Well now that I am opening the box of "truths" let me see what I can tell you without letting go of some super exciting and super secret secrets. Don't worry, it will all come out in time and you will enjoy them that much more when you finally find out. Isn't waiting at the edge of your seat fun? Yeah I don't think so either.

So to start these truths. I am actually writing because I have nothing else to do. I moved out of my summer apartment this morning. Oh that was a process! Moral of the story is, don't ever rent an apartment from someone who lets snobbish and stuck-up people manage them. Aka, big management companies. I started packing yesterday after my final. Well my final didn't go as well as I would have wanted it to. Amines frustrate me, what is it about Nitrogen that confuses me? I don't know. But on an up note, I don't have to take anymore Organic Chemistry. Wait that is an up note?? I guess you might think so. I actually enjoyed the classes. Anyway, back to moving. I started at 1 pm and I finished at 12 am. I was packed and moved and ready to start cleaning at 8 am. Dani came at 8 this morning and we started the "cleaning party." I don't know why people call it a party, I didn't like it one bit. We got done and called the manager why she hadn't come yet. She said it was because it was scheduled for Monday. I swear she said Friday. Anyway she came by and checked the apartment at 2. Did you know that we were supposed to have MATCHING vanity lights? Well I didn't, and according to the manager, that is the perfect reason to take money out of the deposit. BOO! I was pretty put out about it for a while. Then I went shopping to raise my spirits. There is just something about slipping into brand new clothes that are a size smaller than you usually put on. (sigh) I didn't get anything. I'm trying to save money. I hate trying to save money. It just makes it that much harder to enjoy shopping. Now to those of you who know me, you know that I am not much of a shopper anyway. I don't go very often, and I can try on tens of clothes without finding a single thing I like. When I am not worried about spending money, I am just frustrated that so many clothes don't fit. When I am concerned about spending money, I usually find something I like but then have to talk myself out of it. This shopping trip I found a dress I really really liked. Guess what. Too expensive. I figured if I still want it in a couple weeks and it is still there, then I will go back and get it. Chances are I will forget about it by then. Ta-daa! Money saved!

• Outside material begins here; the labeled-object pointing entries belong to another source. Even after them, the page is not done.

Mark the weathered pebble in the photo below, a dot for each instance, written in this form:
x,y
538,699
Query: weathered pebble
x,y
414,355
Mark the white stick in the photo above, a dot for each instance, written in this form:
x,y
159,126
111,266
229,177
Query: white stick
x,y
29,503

Well I did that, now... I am on campus waiting for 6:00 to get closer so I can go to work and then go home for a week or so. I'm kinda excited. I like spending longer times at home. But waiting is why I am now writing. It is kind of pathetic that I have to be homeless before I will write on my blog. Sorry for leaving you guys hanging there. I know how much you really wanted to see what I would write next. Haha! I like to imagine ok, give me a break.

Tuesday, June 15, 2010

June 15, 2010

Strangely enough i feel at a loss for words. It has been a while since I have posted, but I seem to be unable to say anything. I have been staring at the computer screen for ten minutes and all I have come up with is how I don't have anything to say. Maybe it is because I have been distracted by watching the Phantom of the Opera while I decided to write.

Do movies ever portray reality or are they all fiction? Is everything fantasized ...everything right down to the emotions they imitate and evoke?

I don't think I want to write right now. I'll try again tomorrow.